The new champ is the left-wing Gord Perks, perhaps Holyday’s ideologica­l opposite. Perks (Ward 14, Parkdale—High Park) missed only 2.4 per cent of the votes this term, second only to Speaker Frances Nunziata (2.2 per cent), whose job is to preside over meetings and whom we thus disqualify from the title.

“Just about every vote we have matters to somebody,” Perks said Friday.

“If I don’t vote, the 55,000 people who elected me don’t get their voice heard. I’m elected to do a job, which is to represent a community. That’s an enormous privilege, and I don’t understand why you wouldn’t exercise that privilege.”

Next best were Mary-Margaret McMahon (4.3 per cent), Adam Vaughan (4.5 per cent), Sarah Doucette (5 per cent), Mike Layton (5.1 per cent), and centrist Josh Matlow (6.5 per cent). All but Vaughan are rookie councillor­s.

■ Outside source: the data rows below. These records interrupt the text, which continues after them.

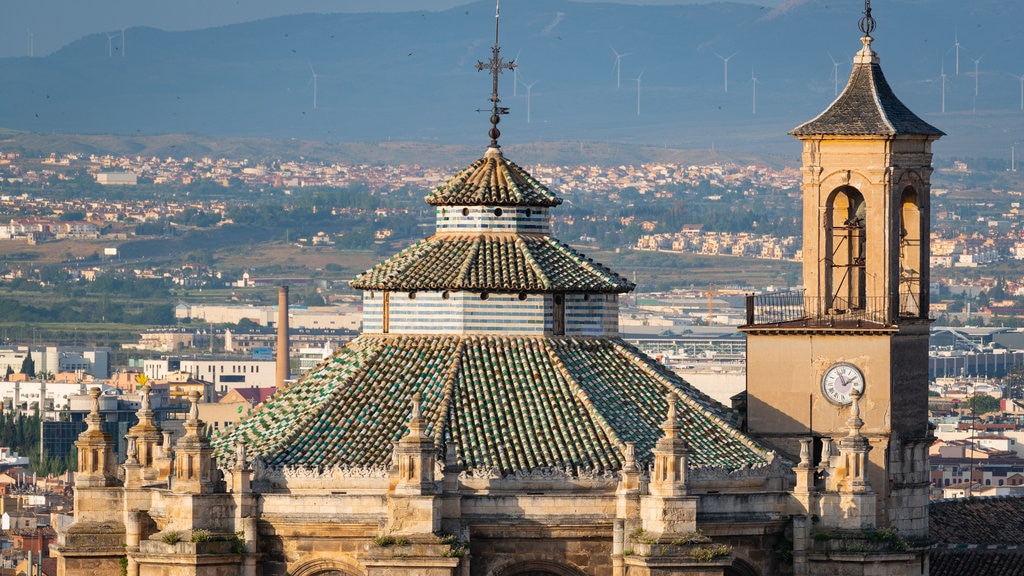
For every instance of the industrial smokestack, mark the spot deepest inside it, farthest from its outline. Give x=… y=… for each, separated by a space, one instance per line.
x=283 y=370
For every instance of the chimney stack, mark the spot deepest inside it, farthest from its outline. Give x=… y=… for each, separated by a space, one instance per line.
x=282 y=336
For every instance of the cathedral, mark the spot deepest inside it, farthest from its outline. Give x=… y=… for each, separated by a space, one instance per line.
x=491 y=421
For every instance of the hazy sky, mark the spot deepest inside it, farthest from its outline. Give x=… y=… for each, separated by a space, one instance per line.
x=41 y=27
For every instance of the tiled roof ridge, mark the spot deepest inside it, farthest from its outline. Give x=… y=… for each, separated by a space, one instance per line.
x=585 y=400
x=534 y=264
x=655 y=370
x=253 y=422
x=589 y=263
x=492 y=261
x=493 y=180
x=443 y=418
x=708 y=407
x=463 y=278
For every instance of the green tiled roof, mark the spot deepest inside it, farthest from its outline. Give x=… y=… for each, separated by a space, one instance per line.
x=493 y=180
x=497 y=261
x=513 y=404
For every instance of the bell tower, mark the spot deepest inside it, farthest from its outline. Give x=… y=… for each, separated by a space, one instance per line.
x=857 y=334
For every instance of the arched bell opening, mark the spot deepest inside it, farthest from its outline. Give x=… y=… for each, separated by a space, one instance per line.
x=845 y=272
x=910 y=254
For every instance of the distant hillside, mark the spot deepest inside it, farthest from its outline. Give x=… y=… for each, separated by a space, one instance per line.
x=411 y=77
x=197 y=146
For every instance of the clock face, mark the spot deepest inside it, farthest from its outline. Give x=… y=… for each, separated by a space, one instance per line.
x=840 y=380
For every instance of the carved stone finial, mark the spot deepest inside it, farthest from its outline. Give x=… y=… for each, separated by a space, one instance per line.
x=94 y=394
x=194 y=409
x=417 y=401
x=630 y=455
x=241 y=459
x=855 y=422
x=496 y=66
x=145 y=398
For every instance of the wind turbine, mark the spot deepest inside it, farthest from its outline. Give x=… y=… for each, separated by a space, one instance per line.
x=515 y=74
x=1022 y=91
x=529 y=97
x=638 y=91
x=976 y=63
x=314 y=80
x=835 y=75
x=956 y=46
x=943 y=76
x=725 y=65
x=619 y=67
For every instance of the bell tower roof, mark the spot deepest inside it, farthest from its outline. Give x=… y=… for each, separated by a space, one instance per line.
x=867 y=106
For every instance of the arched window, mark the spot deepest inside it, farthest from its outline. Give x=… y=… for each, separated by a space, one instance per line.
x=909 y=254
x=845 y=251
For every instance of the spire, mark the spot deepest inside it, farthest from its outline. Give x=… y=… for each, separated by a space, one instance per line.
x=866 y=24
x=496 y=65
x=867 y=106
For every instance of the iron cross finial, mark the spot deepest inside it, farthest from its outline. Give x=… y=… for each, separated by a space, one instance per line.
x=866 y=24
x=496 y=65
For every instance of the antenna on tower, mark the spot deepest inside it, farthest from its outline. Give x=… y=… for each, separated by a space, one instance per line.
x=529 y=97
x=619 y=67
x=496 y=65
x=725 y=65
x=866 y=24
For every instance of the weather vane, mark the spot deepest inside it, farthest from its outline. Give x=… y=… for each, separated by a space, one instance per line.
x=496 y=66
x=866 y=24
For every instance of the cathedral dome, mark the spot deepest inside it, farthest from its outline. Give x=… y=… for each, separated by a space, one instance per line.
x=509 y=336
x=493 y=180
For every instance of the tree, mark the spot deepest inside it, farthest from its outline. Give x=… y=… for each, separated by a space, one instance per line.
x=29 y=365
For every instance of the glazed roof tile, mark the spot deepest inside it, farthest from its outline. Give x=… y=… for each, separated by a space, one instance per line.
x=978 y=521
x=500 y=262
x=493 y=180
x=866 y=107
x=507 y=403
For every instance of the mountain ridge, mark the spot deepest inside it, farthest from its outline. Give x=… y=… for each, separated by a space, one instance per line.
x=412 y=77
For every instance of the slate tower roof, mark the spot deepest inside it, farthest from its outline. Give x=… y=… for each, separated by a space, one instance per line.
x=867 y=106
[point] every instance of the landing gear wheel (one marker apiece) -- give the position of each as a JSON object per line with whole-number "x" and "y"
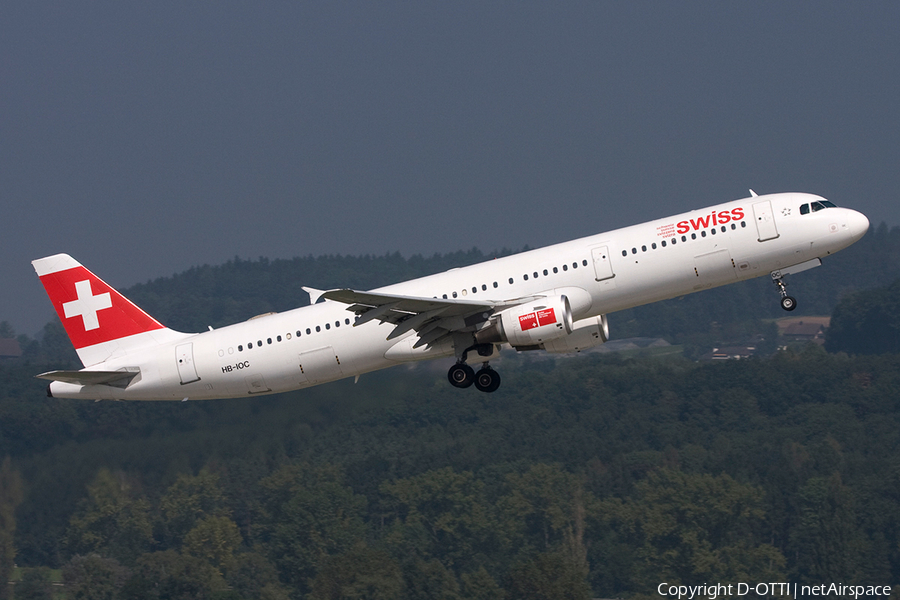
{"x": 788, "y": 303}
{"x": 461, "y": 375}
{"x": 487, "y": 380}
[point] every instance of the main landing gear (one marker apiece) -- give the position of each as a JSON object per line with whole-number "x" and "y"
{"x": 462, "y": 375}
{"x": 788, "y": 303}
{"x": 486, "y": 379}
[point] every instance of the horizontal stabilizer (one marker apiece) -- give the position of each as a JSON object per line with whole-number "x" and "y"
{"x": 113, "y": 378}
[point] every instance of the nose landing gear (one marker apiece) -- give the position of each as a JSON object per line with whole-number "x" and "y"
{"x": 788, "y": 303}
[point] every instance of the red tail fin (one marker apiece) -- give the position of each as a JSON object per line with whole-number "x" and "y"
{"x": 90, "y": 310}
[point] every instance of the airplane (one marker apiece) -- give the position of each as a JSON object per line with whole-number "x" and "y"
{"x": 554, "y": 299}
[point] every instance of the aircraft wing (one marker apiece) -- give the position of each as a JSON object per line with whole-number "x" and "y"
{"x": 113, "y": 378}
{"x": 431, "y": 318}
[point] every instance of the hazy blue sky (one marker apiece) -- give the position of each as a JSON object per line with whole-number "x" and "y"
{"x": 144, "y": 138}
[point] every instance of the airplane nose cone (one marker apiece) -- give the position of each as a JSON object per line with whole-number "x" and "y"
{"x": 858, "y": 224}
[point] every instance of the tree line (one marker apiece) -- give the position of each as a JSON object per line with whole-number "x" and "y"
{"x": 585, "y": 476}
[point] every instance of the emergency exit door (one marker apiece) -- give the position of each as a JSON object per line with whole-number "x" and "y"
{"x": 765, "y": 221}
{"x": 184, "y": 357}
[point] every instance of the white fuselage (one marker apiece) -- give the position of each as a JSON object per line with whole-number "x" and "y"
{"x": 599, "y": 274}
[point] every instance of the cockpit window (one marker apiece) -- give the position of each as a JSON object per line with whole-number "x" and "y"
{"x": 816, "y": 206}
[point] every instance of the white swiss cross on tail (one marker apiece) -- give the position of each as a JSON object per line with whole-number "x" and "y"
{"x": 87, "y": 305}
{"x": 109, "y": 322}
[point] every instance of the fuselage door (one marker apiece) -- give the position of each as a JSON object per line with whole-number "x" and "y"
{"x": 602, "y": 264}
{"x": 184, "y": 357}
{"x": 765, "y": 221}
{"x": 320, "y": 365}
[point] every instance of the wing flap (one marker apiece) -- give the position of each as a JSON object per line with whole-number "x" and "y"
{"x": 431, "y": 318}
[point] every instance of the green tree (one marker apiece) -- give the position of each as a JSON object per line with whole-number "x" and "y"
{"x": 10, "y": 498}
{"x": 308, "y": 514}
{"x": 93, "y": 577}
{"x": 826, "y": 541}
{"x": 214, "y": 539}
{"x": 442, "y": 514}
{"x": 251, "y": 573}
{"x": 110, "y": 521}
{"x": 35, "y": 585}
{"x": 479, "y": 585}
{"x": 169, "y": 575}
{"x": 429, "y": 580}
{"x": 866, "y": 322}
{"x": 548, "y": 576}
{"x": 547, "y": 505}
{"x": 361, "y": 573}
{"x": 688, "y": 527}
{"x": 188, "y": 500}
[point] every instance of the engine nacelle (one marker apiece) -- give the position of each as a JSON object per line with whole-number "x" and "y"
{"x": 530, "y": 324}
{"x": 586, "y": 333}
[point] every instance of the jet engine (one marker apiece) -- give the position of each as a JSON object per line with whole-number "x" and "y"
{"x": 530, "y": 324}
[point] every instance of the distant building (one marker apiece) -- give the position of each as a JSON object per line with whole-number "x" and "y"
{"x": 9, "y": 348}
{"x": 730, "y": 353}
{"x": 805, "y": 332}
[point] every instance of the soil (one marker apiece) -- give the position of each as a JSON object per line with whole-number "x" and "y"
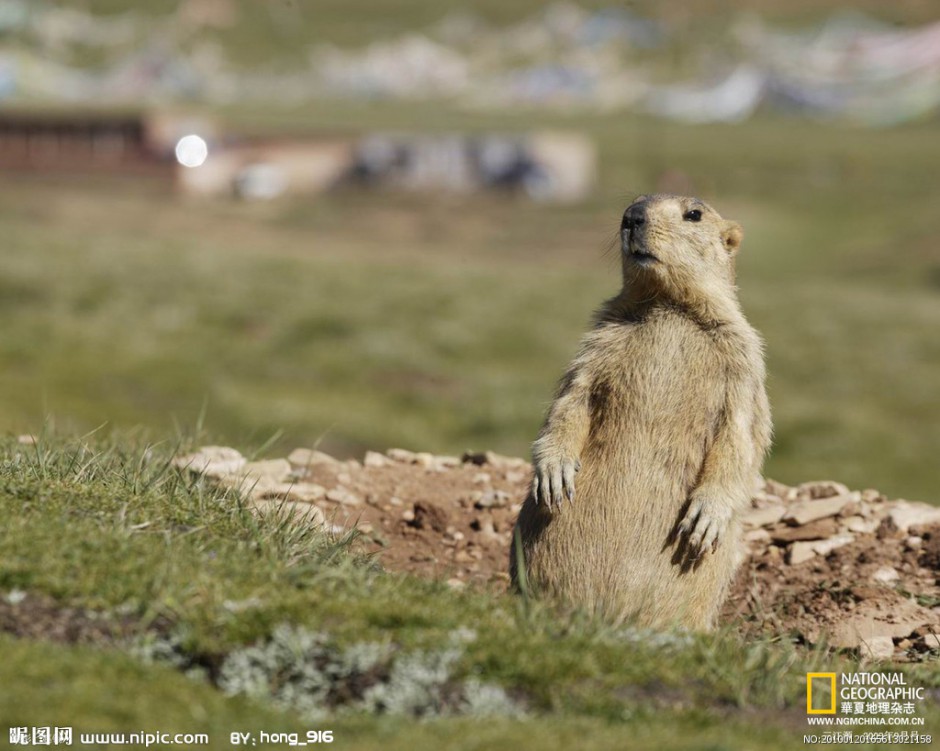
{"x": 876, "y": 590}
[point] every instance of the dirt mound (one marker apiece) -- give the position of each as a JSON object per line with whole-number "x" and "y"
{"x": 824, "y": 562}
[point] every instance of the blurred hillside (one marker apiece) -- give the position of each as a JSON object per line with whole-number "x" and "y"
{"x": 370, "y": 319}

The two councillor­s who missed the most votes were Ron Moeser (44.5 per cent) and Giorgio Mammoliti (41.1 per cent), both of whom had health problems. Aside from them, the councillor­s with the worst records were John Filion (27.7 per cent), Denzil Minnan-Wong (26.8 per cent), Mark Grimes (26 per cent), James Pasternak (25.3 per cent), and Michael Thompson (24.6 per cent). All but Pasternak are veteran councillor­s.

Minnan-Wong (Ward 34, Don Valley East), who is thinking of running for mayor, missed a spring council meeting for a long-scheduled family vacation during which they got to meet the Pope. He had cancelled a family trip the year before because of the then-expected city labour dis- ruption, he said, and “wasn’t going to cancel it again.” Our attendance calculatio­ns count every vote, including unanimous votes on trivial procedural matters. Minnan-Wong said he sometimes misses minor items when he is “called away” to deal with matters related to his role as chair of the public works committee. Filion (Ward 23, Willowdale), who represents the most populous city ward, said the “three-year average is misleading.” He noted that his attendance improved in 2013, when he missed 24 per cent of votes; he had missed 33 per cent as of November 2012. And he said his office’s own number-crunching shows that twothirds of his 2013 missed votes were on items where council was unanimous. More than half, he said, came on days where a meeting dragged into an unschedule­d extra day. “So I would have had constituen­cy meetings and things like that that I was ducking in and out of,” he said. “Ideally, you should be there for all the quick-release items,” he said, “but they tend to happen at the fringes of the meetings, and sometimes you’ve got to duck out to a community meeting, or sometimes you’re late getting back from a lunch meeting or something like that, especially when they occur on days where you weren’t expecting to have had to be there.” Ford was criticized by Holyday and others in 2012 for skipping more than two hours of a meeting to coach a football game. But it is Ford’s absenteeis­m on non-council days that has generated the most questions about his work habits. In 2011 and 2012, Ford took three hours off on most fall afternoons to coach football practice. His daily whereabout­s for much of the term were unknown, and former aides told police he had cancelled appointmen­ts and had gone “MIA” while intoxicate­d. His internal itinerary for much of 2012 and early 2013 was filled with large chunks of unspecifie­d time listed as “private.”